Insolvencies by Local Authority

Local Authority Insolvencies per 10,000 adults
Stoke-on-Trent 44.8
Plymouth 40.4
Hull 39.5
Scarborough 38.5
Blackpool 38.1
Corby 37.4
Isle of Wight 37.4
Torbay 37.1
Gloucester 36.4
Harlow 34.3

Also commenting on the figures Richard Haymes, Head of Financial Difficulties at TDX Group said “The figures released by the Insolvency Service today show rapidly increasing insolvency rates for those under 35, with  25-34 year olds seeing the largest annual rate of increase (5.7%) between 2016 and 2017. The main driver of this change is increasing cost of living pressures which disproportionally affect certain age groups. Under 35’s are much more likely to live in private or social rental properties, have an element of income coming from welfare benefits, find themselves limited to higher cost credit products, as well as suffer from limited wage growth and higher unemployment.”

“In contrast, there was a drop in the insolvency rate for people over 55 between 2016 and 2017.  The lower cost of servicing mortgages has provided people in this age bracket, who are at risk of problem debt, with a much-needed buffer in their finances. The low interest environment has created a two-tier debt economy, with those on the right side of this line benefitting from cheap mortgages and reasonably low inflation, while others in rental properties experiencing higher living costs and becoming more likely to see credit transition into problem debt.”
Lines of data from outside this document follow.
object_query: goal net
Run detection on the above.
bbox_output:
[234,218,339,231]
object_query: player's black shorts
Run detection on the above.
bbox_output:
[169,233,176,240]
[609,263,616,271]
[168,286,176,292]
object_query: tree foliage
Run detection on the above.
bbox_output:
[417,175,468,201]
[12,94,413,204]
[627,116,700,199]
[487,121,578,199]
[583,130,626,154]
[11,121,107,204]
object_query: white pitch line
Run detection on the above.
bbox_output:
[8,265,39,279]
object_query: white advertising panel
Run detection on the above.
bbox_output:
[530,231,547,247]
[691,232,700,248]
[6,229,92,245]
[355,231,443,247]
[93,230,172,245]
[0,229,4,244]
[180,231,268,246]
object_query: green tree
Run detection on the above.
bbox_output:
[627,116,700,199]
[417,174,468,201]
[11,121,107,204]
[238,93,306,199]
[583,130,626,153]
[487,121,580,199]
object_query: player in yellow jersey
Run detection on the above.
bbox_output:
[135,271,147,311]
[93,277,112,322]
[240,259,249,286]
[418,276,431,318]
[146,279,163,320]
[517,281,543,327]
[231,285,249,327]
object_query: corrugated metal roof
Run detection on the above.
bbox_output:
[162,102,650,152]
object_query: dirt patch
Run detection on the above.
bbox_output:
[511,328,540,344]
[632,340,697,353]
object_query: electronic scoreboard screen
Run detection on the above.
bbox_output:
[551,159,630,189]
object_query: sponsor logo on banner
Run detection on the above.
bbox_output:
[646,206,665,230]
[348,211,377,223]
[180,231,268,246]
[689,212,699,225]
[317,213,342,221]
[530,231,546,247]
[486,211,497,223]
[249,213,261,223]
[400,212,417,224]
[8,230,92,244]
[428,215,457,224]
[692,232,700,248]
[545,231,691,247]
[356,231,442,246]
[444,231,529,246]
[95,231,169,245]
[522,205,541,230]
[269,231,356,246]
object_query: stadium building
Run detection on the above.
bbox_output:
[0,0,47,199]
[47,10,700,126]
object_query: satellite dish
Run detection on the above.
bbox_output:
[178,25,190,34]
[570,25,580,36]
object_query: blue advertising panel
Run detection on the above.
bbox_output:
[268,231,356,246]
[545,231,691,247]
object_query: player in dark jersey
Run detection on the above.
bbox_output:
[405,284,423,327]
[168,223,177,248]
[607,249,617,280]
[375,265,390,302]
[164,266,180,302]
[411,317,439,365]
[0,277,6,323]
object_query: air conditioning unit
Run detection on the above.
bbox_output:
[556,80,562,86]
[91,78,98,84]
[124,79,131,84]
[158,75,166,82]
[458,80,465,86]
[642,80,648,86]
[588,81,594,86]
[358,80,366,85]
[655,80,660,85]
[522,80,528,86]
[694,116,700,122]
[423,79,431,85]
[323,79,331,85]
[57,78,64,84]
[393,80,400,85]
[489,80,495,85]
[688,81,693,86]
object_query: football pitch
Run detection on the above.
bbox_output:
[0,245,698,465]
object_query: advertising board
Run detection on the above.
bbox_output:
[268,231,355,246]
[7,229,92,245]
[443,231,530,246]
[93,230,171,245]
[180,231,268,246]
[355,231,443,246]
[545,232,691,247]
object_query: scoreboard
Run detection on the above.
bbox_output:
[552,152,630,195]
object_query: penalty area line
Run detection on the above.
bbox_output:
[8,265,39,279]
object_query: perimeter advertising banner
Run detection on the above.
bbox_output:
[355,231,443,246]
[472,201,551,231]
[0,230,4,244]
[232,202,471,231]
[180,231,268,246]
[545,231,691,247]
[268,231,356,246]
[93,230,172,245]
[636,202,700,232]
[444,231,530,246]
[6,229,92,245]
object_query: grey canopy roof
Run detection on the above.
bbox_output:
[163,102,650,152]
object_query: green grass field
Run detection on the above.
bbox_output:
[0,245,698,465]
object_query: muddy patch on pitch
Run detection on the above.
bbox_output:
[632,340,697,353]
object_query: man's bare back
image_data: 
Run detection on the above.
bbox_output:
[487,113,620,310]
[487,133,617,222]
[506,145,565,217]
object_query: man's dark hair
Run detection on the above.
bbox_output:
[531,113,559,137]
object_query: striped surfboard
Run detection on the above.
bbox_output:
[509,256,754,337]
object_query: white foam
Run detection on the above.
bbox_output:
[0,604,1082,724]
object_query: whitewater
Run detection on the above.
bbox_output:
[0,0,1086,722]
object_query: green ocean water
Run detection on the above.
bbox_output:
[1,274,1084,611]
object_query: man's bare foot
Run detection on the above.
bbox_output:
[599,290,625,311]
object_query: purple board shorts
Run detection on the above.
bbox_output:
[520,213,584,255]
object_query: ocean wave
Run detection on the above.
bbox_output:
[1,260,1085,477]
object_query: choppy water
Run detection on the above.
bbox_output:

Here is an overview of the key statistics from the Insolvency Service:

  • The total insolvency rate increased for the second successive year, and increased in all regions of England and Wales between 2016 and 2017.
  • The North East continued to have the highest insolvency rates, while London had the lowest.
  • Eight out of ten local authorities with the lowest insolvency rates were in London, whilst six out of the ten areas with the highest rates were located in coastal areas.
  • The insolvency rate for females was higher than the male rate for the fourth successive year, and the gap has continued to widen.
  • Insolvency rates were highest in the 35-44 age group for males and 25-34 for females.
  • Insolvency rates increased for all age groups except 55 and over, with those aged between 18-44 showing the biggest rises.